The geese are fattening. The cream is clotting. The wine is mulling. Yes, the Christmas season is upon us.
We’re none of us Scrooges here at Active Nation, and we love a good time, but there are ways to celebrate the festive season without hammering your waistline – or your health. Although it’s the season of good will, we also know that Christmas can be stressful: distant relatives, industrial catering, over-excited kids – tempers can flare and it’s easy to self-medicate. So, we’ve put together a bunch of tips and hints for a healthier Christmas – keeping you the indulgent side of over-indulgence.
Yes, there’ll be a bunch of Christmas classics on TV – and the weather’s likely to be iffy – but you don’t have to stay glued to the couch. Why not get everyone out for a stroll after dinner – you’ll get some light and air, and it’s a great boost for your digestion. You could also switch off the screens for an hour and play an old-fashioned game – try hide and seek or sardines. It’ll get your body moving – and you might remember why you like your family.
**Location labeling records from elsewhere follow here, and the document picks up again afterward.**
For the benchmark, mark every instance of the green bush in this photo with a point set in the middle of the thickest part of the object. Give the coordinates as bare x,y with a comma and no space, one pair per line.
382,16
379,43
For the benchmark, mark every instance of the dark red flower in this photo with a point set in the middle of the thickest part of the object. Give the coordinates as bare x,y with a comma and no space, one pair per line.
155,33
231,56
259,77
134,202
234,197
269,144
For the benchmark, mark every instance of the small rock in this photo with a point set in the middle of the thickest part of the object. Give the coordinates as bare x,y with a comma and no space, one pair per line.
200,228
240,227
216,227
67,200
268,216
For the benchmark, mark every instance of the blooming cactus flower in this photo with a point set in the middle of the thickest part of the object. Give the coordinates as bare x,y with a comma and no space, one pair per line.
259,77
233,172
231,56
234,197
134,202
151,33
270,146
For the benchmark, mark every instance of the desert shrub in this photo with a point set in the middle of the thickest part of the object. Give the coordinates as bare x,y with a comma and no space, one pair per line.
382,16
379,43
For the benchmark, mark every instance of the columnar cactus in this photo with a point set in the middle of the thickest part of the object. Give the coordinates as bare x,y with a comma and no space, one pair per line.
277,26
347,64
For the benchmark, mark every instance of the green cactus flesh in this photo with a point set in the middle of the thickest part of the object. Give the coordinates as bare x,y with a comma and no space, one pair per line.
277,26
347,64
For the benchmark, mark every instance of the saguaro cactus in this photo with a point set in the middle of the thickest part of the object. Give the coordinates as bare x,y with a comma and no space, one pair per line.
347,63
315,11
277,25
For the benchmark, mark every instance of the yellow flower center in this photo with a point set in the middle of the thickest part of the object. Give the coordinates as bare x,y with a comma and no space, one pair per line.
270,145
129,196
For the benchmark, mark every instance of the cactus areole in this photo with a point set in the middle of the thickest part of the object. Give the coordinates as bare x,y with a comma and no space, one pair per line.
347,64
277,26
We love a Christmas dinner with all the trimmings, but beware – Christmas dinner alone can come in at a whopping 3000 cals. That’s more than your average man needs for a whole day. Not only is it likely to pile on the pounds, you’ll be a sitting duck for indigestion and heartburn – not to mention feeling about as active as Jabba the Hutt. So, take it steady. Ask for a normal plateful and see how you feel afterwards. Who knows, this year you might even have some room for Christmas pud.
Most of us enjoy a tipple – or four – over Yuletide. Mulled wine for the carol singers, bucks fizz for breakfast, a glass or two of red with the big event. Maybe a digestif – a little port and brandy? It’d be rude not to. But those units can add up. So why not make every other drink non-alcoholic – try mocktails or fruit juices. They’ll leave you feeling fresher. And remember to drink lots of water first thing – it’ll really help that head.
Pick and choose
In the run up to the holidays, chances are you’ll be going to work dos, heading out with friends, meeting up with relatives. There’ll be buffets and bar snacks and canapes. But why not go half and half – fill your plate with half salad and vegetables. Don’t just load up on saturated fats – consider healthy swaps – some sushi for a sausage roll, bread sticks for cheese straws.
Fruit and nuts
Long before refrigerators and 24-hour supermarkets, we kept healthy and nutritious food for the midwinter. Seasonal fruits, nuts in their shells, dried preserves. Load the fruit bowl, get out the nut crackers and eat healthy. Fruit is also a great source of vitamin C to help fight those winter sniffles.